Es el título del artículo que escribe Fernanda Wanderly como parte del conjunto de ensayos de “Volver a pensar”.
Fernanda ha escogido la fórmula de referirse a los “gobiernos progresistas” en América Latina, Venezuela, Brasil, Argentina, Ecuador y Bolivia, que surgieron en los 90 del siglo pasado, como contraposición al modelo de mercado libre y autoregulado, los cuales en su opinión, generaron desastrosas consecuencias para la reproducción de la humanidad, la naturaleza y el propio sistema económico.
En ese entorno de un nuevo enfoque para encarar la gestión pública y sus diferentes componentes, aparentemente destacarían Bolivia, Ecuador y Venezuela con los paradigmas del “Vivir Bien, el Buen Vivir y el Socialismo del Siglo XXI”, los cuales propiciaron modelos dirigidos a aplicar los principios de Reciprocidad, redistribución y auto subsistencia en coordinación con el mercado. En lo sociocultural tales principios deberían fortalecer la afirmación y proyección de creencias, cosmovisiones, estilos de vida y principios éticos propios de las culturas indígenas andinoamazónicas.
En Bolivia se dictó varias leyes y disposiciones, como la Ley de la Madre Tierra y la economía plural, la cual debería contribuir a cumplir el paradigma del Vivir Bien.
PERO, una cosa son las buenas intenciones y otra la realidad. La mayoría de las disposiciones no se cumplieron, hubo contradicciones entre ellas y como resultado no se logró la diversificación productiva, ni superar el rentismo basado en el aprovechamiento de recursos naturales no renovables, en el caso boliviano: gas y minería, esto es, el patrón de acumulación fundado en actividades extractivas de recursos naturales no renovables. Tampoco puede demostrarse que se haya logrado avanzar en el principio de la defensa de los recursos naturales renovables y prosigue la invasión de áreas naturales, como lo demuestra la reciente aprobación de la ley que elimina la intangibilidad del Tipnis.
Fernanda concluye que “una de las principales lecciones de estas experiencias fue la incapacidad por parte de los gobiernos progresistas, de comprender la gran novedad de inicio del Siglo XXI; la insostenibilidad ambiental de un modelo de crecimiento ilimitado”. Prosigue: “el cambio climático, los desastres y desequilibrios ambientales y el agotamiento de los recursos naturales son las nuevas verdades que no fueron asumidas por estos gobiernos y, claro está, tampoco por la oposición”.

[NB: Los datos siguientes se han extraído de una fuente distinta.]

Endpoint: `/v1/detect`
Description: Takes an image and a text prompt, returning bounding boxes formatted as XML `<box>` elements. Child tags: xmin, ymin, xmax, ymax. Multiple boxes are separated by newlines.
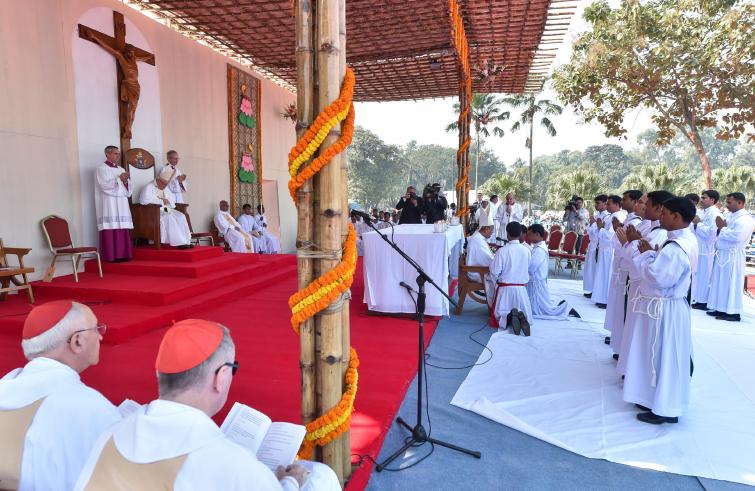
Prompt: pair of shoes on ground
<box><xmin>706</xmin><ymin>310</ymin><xmax>741</xmax><ymax>322</ymax></box>
<box><xmin>510</xmin><ymin>309</ymin><xmax>530</xmax><ymax>336</ymax></box>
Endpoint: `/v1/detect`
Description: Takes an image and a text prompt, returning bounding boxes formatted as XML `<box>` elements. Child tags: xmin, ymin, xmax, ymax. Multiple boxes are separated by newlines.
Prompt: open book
<box><xmin>220</xmin><ymin>402</ymin><xmax>307</xmax><ymax>470</ymax></box>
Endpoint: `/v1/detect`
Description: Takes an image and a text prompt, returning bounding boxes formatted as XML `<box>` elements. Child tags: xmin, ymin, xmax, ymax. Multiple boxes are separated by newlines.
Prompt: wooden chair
<box><xmin>40</xmin><ymin>215</ymin><xmax>102</xmax><ymax>283</ymax></box>
<box><xmin>130</xmin><ymin>203</ymin><xmax>160</xmax><ymax>249</ymax></box>
<box><xmin>454</xmin><ymin>253</ymin><xmax>490</xmax><ymax>315</ymax></box>
<box><xmin>176</xmin><ymin>203</ymin><xmax>215</xmax><ymax>246</ymax></box>
<box><xmin>0</xmin><ymin>239</ymin><xmax>34</xmax><ymax>303</ymax></box>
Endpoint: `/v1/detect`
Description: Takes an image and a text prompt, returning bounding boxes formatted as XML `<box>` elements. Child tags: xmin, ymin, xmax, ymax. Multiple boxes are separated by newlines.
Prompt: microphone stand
<box><xmin>363</xmin><ymin>217</ymin><xmax>481</xmax><ymax>472</ymax></box>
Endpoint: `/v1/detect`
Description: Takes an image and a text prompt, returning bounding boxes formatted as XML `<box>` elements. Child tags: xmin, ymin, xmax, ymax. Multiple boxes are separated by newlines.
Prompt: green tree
<box><xmin>446</xmin><ymin>94</ymin><xmax>510</xmax><ymax>189</ymax></box>
<box><xmin>554</xmin><ymin>0</ymin><xmax>755</xmax><ymax>187</ymax></box>
<box><xmin>503</xmin><ymin>94</ymin><xmax>563</xmax><ymax>215</ymax></box>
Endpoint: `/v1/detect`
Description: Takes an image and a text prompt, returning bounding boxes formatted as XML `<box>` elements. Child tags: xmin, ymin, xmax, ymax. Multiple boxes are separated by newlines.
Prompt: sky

Pero, además estos gobiernos no abandonaron un sistema de gobernanza política, es decir la relación Estado y sociedad en la gestión de poder, mediante la gestión vertical, de arriba hacia abajo, y no se preocuparon por el fortalecimiento de espacios locales de deliberación democrática. En el caso boliviano, la centralización del poder resulta evidente en la pérdida casi total de las autonomías locales y regionales, a lo que se añadió la concentración en el manejo de los recursos fiscales, en algo más del 80%, por el Gobierno, ello unido a fuerte indicios de corrupción. Como concluye Fernanda, “estos gobiernos mantuvieron lógicas rentistas, profundizaron prácticas clientelares y prebendales con manejos no transparentes de los recursos públicos.
Pese a toda esta experiencia reciente, con casos dramáticos como el de Venezuela, que ya raya en lo insólito, o el de Bolivia, con el alejamiento creciente entre los que creen en el modelo político instalado y sus resultados a la vista, la autora hace un planteamiento futurista que estaría basado en un rol más activo de los actores ciudadanos con identidades, modos de vida propios, saberes y prácticas para el desarrollo económico y social de localidades, países y regiones.
Una visión romántica del futuro que tendría autoridades y ciudadanos virtuosos.